С такими мыслями Конан подошел к северным воротам Мессантии. Перед заходом солнца народу здесь оказалось довольно много, и все отчего-то не торопились войти в город, но легкое опасение киммерийца о причине подобного замешательства не оправдалось – за обычную пошлину людей беспрепятственно пропускали за ворота вялые красномордые стражники, и какого-такого Нергала все эти придурки толпились снаружи, Конан не мог уяснить до тех пор, пока сам не оказался в гуще событий.

– Подходи и выигрывай! – пискляво, по-восточному растягивая слова, взывал к почтенной публике невысокий тощий хорь, смутно напомнивший варвару Ловкача Ши из славного заморянского города Шадизара. – Легко и просто – р-раз, н все! Денежки ваши!

Хмыкнув, Конан протиснулся в первые ряды. Он понял, что происходит. Хитрая рожа облапошивал заезжих дуралеев у самых ворот, когда денег в их кошелях еще не убавилось, а ума в головах еще не прибавилось (и варвар подозревал, что никогда не прибавится). Некоторая мзда, на которую хорь, вероятно, не стал скупиться, превратила бдительных стражей в слепых и глухих, и теперь сонные глаза их равнодушно скользили по возбужденной толпе, вовсе не замечая тощего жулика с развернутой кошмой. А на кошме, конечно, стояли перевернутые вверх дном серебряные чашечки, так и мелькавшие в длинных ловких руках. Но когда очередной любитель легкой наживы подходил к хорю (в полной уверенности, что все остальные тупые ублюдки, а вот он – самый умный и внимательный), желая угадать, под какой же чашечкой находится сейчас маленький, с мизинец, шарик, хитрая рожа начинал двигать руками в нарочито замедленном темпе, словно говоря этим: «Смотрите, я так хочу, чтоб вы выиграли, ребята!
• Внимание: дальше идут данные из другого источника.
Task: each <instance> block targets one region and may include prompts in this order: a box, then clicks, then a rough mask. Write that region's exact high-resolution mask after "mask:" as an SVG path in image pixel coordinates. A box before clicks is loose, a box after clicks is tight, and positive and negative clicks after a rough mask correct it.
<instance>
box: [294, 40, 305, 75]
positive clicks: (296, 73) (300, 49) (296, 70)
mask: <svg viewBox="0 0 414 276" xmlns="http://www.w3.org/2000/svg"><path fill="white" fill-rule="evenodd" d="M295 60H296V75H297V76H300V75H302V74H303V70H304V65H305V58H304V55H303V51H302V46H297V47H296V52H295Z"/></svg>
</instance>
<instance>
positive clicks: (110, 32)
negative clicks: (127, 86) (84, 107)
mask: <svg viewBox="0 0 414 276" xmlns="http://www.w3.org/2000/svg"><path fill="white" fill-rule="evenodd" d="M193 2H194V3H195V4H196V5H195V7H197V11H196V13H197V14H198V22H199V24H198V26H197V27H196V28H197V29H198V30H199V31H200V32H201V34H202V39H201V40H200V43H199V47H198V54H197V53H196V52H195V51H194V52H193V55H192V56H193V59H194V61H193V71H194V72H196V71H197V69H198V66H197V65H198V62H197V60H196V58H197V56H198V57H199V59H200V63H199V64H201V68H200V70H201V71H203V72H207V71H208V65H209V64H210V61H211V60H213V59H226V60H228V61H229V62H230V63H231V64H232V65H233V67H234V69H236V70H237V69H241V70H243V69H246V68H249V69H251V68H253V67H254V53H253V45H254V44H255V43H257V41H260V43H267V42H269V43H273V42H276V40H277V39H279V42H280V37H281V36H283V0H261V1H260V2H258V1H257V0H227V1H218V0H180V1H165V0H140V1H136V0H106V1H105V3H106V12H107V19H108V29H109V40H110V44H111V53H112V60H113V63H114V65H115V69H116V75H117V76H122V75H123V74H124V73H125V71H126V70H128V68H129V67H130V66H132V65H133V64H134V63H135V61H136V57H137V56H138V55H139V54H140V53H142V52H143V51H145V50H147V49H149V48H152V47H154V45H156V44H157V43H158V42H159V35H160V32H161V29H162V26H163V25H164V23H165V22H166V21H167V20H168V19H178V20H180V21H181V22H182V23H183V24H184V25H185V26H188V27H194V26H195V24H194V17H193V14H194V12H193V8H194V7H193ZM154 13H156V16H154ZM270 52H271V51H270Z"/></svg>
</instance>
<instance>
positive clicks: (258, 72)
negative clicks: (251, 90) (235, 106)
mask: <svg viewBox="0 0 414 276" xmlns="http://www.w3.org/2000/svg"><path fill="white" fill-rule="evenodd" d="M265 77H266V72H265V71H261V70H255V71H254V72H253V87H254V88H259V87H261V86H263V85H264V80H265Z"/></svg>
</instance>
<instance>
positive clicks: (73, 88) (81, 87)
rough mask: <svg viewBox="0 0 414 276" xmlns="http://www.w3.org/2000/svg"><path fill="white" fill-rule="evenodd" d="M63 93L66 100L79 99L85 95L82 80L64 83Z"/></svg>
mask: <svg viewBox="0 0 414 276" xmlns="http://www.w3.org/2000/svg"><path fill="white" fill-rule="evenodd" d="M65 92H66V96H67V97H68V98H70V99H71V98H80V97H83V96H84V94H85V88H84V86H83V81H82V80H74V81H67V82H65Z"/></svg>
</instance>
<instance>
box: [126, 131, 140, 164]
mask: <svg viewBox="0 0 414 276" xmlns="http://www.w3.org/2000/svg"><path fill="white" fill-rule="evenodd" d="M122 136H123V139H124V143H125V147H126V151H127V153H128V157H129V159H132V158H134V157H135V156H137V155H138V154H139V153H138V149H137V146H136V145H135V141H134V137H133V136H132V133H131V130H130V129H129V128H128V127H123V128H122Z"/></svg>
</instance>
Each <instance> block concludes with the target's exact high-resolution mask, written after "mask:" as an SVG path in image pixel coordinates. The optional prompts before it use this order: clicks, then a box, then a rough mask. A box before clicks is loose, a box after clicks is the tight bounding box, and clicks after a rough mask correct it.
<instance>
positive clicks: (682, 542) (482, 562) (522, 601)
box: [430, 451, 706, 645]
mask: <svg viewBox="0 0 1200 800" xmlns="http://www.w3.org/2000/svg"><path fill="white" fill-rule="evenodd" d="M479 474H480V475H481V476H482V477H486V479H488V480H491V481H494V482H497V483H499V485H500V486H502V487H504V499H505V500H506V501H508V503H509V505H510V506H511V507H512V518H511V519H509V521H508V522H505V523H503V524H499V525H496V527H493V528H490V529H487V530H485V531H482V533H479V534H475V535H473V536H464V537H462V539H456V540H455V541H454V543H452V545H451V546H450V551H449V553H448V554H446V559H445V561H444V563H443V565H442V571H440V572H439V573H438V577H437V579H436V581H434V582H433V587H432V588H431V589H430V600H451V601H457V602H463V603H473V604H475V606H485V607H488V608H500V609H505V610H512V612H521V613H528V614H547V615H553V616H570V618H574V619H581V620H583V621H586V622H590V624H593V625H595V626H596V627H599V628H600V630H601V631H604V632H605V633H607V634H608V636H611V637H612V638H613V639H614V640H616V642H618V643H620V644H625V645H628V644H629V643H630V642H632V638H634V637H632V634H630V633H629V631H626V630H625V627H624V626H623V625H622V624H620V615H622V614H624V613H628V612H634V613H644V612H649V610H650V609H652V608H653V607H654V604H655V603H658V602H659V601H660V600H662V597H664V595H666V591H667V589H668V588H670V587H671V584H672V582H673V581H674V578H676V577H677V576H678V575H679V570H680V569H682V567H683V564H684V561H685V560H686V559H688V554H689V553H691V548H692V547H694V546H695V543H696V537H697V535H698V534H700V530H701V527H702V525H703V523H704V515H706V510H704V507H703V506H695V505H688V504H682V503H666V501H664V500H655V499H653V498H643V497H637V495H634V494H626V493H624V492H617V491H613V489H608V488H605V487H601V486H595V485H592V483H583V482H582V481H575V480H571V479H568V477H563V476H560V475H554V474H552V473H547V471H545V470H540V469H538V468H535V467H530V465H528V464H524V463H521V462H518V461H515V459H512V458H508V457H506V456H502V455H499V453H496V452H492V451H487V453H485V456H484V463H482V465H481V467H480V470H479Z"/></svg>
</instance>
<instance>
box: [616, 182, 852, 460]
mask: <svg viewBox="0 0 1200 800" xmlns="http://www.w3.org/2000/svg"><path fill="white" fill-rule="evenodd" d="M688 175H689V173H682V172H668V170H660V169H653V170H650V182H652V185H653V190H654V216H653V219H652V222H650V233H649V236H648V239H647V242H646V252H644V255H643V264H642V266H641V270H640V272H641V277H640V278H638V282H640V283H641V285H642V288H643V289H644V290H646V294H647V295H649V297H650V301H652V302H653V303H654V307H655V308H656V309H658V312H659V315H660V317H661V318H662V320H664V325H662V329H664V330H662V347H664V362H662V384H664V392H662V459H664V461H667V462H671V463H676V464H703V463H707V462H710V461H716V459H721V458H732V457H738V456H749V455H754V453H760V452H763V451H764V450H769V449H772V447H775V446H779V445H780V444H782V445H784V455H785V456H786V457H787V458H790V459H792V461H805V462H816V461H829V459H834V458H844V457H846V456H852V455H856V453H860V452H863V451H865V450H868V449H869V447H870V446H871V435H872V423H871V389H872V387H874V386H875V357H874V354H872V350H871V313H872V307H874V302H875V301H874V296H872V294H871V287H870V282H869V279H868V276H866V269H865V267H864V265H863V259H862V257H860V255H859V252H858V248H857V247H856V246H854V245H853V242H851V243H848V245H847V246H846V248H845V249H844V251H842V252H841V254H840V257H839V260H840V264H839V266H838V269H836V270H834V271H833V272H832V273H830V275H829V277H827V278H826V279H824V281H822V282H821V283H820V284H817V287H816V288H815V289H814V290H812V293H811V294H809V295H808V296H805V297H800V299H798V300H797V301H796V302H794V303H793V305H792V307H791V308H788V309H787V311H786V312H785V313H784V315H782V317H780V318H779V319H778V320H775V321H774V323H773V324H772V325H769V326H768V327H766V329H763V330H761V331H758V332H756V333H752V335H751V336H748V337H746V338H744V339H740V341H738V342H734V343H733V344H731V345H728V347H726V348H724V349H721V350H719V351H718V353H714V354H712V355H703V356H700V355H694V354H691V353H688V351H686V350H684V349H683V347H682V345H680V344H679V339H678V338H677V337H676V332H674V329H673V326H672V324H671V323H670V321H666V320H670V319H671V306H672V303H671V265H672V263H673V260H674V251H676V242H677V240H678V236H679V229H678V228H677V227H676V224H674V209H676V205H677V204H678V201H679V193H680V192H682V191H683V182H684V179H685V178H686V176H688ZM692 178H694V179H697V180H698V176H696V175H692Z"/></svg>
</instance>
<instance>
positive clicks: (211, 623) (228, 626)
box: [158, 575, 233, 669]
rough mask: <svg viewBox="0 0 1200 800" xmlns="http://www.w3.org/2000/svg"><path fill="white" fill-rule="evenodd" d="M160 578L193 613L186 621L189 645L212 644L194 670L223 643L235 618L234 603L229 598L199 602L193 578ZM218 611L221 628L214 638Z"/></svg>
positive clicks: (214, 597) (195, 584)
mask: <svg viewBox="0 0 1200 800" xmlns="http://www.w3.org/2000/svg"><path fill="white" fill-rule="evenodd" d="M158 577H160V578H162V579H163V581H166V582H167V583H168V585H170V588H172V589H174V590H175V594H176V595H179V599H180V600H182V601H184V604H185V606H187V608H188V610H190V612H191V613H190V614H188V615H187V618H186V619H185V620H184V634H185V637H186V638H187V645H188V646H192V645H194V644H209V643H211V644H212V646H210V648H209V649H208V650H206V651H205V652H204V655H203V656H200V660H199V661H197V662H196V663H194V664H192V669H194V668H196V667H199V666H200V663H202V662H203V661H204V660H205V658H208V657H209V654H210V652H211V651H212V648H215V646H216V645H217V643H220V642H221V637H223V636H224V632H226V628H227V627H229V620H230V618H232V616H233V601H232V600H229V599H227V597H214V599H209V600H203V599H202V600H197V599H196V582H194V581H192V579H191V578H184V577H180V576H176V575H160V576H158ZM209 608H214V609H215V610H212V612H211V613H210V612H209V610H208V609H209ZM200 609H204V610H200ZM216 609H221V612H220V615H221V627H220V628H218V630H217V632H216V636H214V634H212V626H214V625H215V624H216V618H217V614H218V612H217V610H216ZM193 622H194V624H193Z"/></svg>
Это же так просто! Ну, где шарик, а?» И раздувшийся в предвкушении победы болван гордо тыкал пальцем в одну из чашечек, под коей только что был шарик…

Конан сплюнул и стал выбираться из толпы. Дальше он не хотел и смотреть. В Аграпуре, где он служил в свое время наемником у Илдиза Туранского, такие игры были запрещены законом, ибо состояла исключительно в ловкости рук и считались поэтому сродни мелкому воровству, хотя имели и собственное название – мошенничество. Конечно, все равно люди в них играли – дурней на свете столько, что их головами можно выложить дорогу из Ванахейма в Вендию (и обратно, после краткого размышления решил варвар).

– Где шарик?!! – страшно завопил обманутый, багровея. – Я видел, он был здесь! Ты передвинул его пальцем!

– Когда? – удивленно вопросил хорь. – Всеми богами клянусь, уважаемый, пальцы мои не касались шарика!

– Касались! – задыхаясь, выкрикнул несчастный. – Верни деньги! Деньги верни, недоносок! Стража! На помощь! Грабят!

Стражники лениво двинулись к толпе. Конан и теперь знал, что будет дальше: они посмотрят на игру, пожмут плечами, не находя в ней ничего особенного, и вернутся к воротам – в конце концов, хорь приносит прибыль им, а все остальные – одной лишь Мессантии, так что к Нергалу всех остальных, тем более что они такие кретины, коих мир не видывал…

Легко прочитав эти (или подобные) рассуждения стражников, киммериец пожал плечами и, спокойно миновав пустые ворота, вступил в город, вполне удовлетворенный тем, что так и не заплатил пошлину за вход.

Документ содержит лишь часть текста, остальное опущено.